Jack-o'-Lantern

Omphalotus illudens (formerly O. olearius)

jack_o_lantern.jpg

jack-o-lantern mushroom
Robert L. Anderson, USDA Forest Service, Bugwood.org
Poisonous
Family

Omphalotaceae

Description

Bright orange to yellowish orange, with sharp-edged gills descending the stalk. July–October. Grows in clusters from wood or buried wood. Cap convex, becoming flat to funnel shaped, sunken in the center, with incurved margins; orange to yellowish orange; texture smooth. Gills narrow; sharp-edged; crowded; nonbranching; orange to yellowish orange. Gills descend the stalk. Stalk curved, tapering toward the base; same color as cap but darkening toward the base; texture smooth; solid. Spore print: cream. Spores magnified are round, smooth, colorless.

Lookalikes: Two delicious chanterelles (Cantharellus lateritius; C. cibarius) are similar in color and shape, but their undersides are smooth or have blunt ridges, not gills, and they grow singly on the forest floor (not in clusters on wood). Two honey mushrooms (Armillaria mellea; A. tabescens) are honey-colored. The big laughing gym (Gymnopilus junonius) has orange to rusty spores.

Size

Cap width: 2–8 inches; stalk length: 2–8 inches; stalk width: ½–¾ inch.
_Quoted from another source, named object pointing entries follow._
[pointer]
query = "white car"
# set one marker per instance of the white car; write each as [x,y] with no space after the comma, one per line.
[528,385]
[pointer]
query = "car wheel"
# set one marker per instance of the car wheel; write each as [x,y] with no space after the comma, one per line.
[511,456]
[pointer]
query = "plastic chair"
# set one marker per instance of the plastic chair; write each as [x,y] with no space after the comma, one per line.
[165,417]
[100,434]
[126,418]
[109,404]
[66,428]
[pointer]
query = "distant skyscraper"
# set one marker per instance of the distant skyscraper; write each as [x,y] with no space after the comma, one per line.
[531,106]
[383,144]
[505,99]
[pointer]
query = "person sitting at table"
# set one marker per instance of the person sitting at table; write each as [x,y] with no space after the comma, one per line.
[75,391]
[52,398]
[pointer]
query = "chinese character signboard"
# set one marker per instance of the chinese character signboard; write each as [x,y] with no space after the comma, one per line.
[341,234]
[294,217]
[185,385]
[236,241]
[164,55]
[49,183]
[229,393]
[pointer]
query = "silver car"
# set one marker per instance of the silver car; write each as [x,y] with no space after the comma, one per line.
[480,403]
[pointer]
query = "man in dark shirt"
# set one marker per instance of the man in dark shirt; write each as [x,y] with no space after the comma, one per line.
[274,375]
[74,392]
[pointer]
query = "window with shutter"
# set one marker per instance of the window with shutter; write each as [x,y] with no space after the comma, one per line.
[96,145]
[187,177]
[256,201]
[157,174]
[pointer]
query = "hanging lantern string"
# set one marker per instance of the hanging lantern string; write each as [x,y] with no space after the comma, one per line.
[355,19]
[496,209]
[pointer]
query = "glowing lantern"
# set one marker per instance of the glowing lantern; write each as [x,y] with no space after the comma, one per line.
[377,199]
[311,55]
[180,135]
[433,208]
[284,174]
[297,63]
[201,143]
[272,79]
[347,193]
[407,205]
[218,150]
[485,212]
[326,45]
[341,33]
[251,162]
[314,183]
Jack_o_Lantern_mushrooms_10-1-16.jpg

Photo of a cluster of jack-o'-lantern mushrooms growing at the base of a tree.
Jack-o’-Lantern Cluster
Jack-o’-lantern mushrooms have caused many poisonings because they’re attractive and often abundant.
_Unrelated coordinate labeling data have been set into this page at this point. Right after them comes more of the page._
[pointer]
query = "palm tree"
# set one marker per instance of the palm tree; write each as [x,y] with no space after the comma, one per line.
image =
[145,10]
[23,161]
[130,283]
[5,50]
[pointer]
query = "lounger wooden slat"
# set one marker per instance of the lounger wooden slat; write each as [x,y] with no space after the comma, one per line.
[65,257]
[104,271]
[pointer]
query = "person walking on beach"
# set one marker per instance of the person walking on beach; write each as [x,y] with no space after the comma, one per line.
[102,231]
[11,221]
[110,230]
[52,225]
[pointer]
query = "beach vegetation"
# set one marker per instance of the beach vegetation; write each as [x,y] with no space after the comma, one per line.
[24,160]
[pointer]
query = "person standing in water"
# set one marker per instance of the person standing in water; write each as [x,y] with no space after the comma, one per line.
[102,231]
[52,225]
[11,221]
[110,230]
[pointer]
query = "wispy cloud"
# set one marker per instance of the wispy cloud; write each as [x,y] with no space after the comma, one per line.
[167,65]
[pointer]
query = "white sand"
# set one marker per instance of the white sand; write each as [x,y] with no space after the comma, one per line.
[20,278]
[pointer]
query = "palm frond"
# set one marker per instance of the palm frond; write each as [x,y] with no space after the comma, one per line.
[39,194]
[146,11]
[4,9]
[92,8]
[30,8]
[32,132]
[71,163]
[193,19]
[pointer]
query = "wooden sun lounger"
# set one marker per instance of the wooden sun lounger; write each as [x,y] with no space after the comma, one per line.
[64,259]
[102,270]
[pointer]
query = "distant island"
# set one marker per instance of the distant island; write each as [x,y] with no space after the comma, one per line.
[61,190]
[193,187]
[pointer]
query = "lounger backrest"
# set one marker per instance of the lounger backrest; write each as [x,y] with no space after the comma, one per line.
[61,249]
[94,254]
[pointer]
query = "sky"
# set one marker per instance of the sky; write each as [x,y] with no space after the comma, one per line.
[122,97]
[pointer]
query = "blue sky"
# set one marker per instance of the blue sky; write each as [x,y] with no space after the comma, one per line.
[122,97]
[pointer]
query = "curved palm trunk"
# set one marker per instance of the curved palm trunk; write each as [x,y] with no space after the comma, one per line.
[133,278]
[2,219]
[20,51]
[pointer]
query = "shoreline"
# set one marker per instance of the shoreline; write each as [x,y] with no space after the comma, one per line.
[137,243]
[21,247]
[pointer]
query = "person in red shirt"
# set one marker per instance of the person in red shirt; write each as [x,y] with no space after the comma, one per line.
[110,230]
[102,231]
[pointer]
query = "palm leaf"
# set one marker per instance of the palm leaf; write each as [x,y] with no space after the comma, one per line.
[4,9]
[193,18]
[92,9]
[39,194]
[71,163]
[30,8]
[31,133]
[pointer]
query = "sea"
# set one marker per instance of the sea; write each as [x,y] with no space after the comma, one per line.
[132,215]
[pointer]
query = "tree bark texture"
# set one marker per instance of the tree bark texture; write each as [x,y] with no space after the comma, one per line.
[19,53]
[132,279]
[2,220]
Jack_o_Lantern_side_10-1-16.jpg

Photo of Jack-o’-lantern mushrooms, shown from the side
Jack-o’-Lantern
Jack-o’-lantern caps are convex, becoming flat to funnel shaped, sunken in the center, with incurved margins. They are orange to yellowish orange and smooth textured.

Jack_o_Lantern_ventral_10-1-16.jpg

Photo of the underside of a Jack-o’-lantern mushroom, showing gills
Jack-o’-Lantern Mushroom Stalk and Gills
Peek beneath the Jack-o’-lantern mushroom to see its characteristic gill arrangement. This is one way to avoid confusing them with chanterelles.
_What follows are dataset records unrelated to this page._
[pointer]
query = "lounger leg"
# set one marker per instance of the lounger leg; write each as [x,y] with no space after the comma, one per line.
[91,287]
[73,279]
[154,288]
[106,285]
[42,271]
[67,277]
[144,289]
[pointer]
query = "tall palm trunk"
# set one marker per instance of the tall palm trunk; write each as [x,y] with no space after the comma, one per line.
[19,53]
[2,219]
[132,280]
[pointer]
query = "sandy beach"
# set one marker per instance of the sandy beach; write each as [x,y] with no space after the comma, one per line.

Jack_o_Lantern_cluster_10-1-16.jpg

Photo of a cluster of Jack-o’-lantern mushrooms, seen from above
Jack-o’-Lantern Mushroom Cluster
Jack-o’-lantern mushrooms often appear in the fall. With their bright orange color, they are aptly named.
Habitat and conservation

These mushrooms are found in summer and fall, in large clusters at the base of trees, on stumps, or on buried wood. Jack-o’-lantern mushrooms have caused many poisonings because they’re attractive and often abundant. They cause mild to severe stomach upset but are not life-threatening — to healthy adults. They’re also said to be bioluminescent — the gills of fresh specimens may sometimes give off a faint greenish glow at night or in a darkened room.

image of Jack-o'-Lantern Distribution Map
Distribution in Missouri

Statewide.

Status

Poisonous. Eating the jack-o’-lantern will make you very sick for a few days. You won’t die, but you might wish you had.

Life cycle

This species exists most of the time as a network of fungal cells (mycelium) within rotting logs, branches, or tree roots. When ready to reproduce, the mycelium develops the above-ground cluster of mushrooms, which are reproductive structures. Spores are produced in the gills and are released to begin new mycelia elsewhere. The mycelium of a mushroom can live for decades.

Human connections

This mushroom is commonly confused with the edible chanterelle. By learning to distinguish between the two, people learn about mushroom anatomy and end up appreciating our diverse natural heritage even more. This species has been explored for possible anticancer chemicals.

Ecosystem connections

Fungi are vitally important for a healthy ecosystem. This fungus feeds on dead hardwood trees such as oaks, decomposing their fallen logs and branches and buried roots. This cleans the forest and helps nutrients to cycle back into the soil.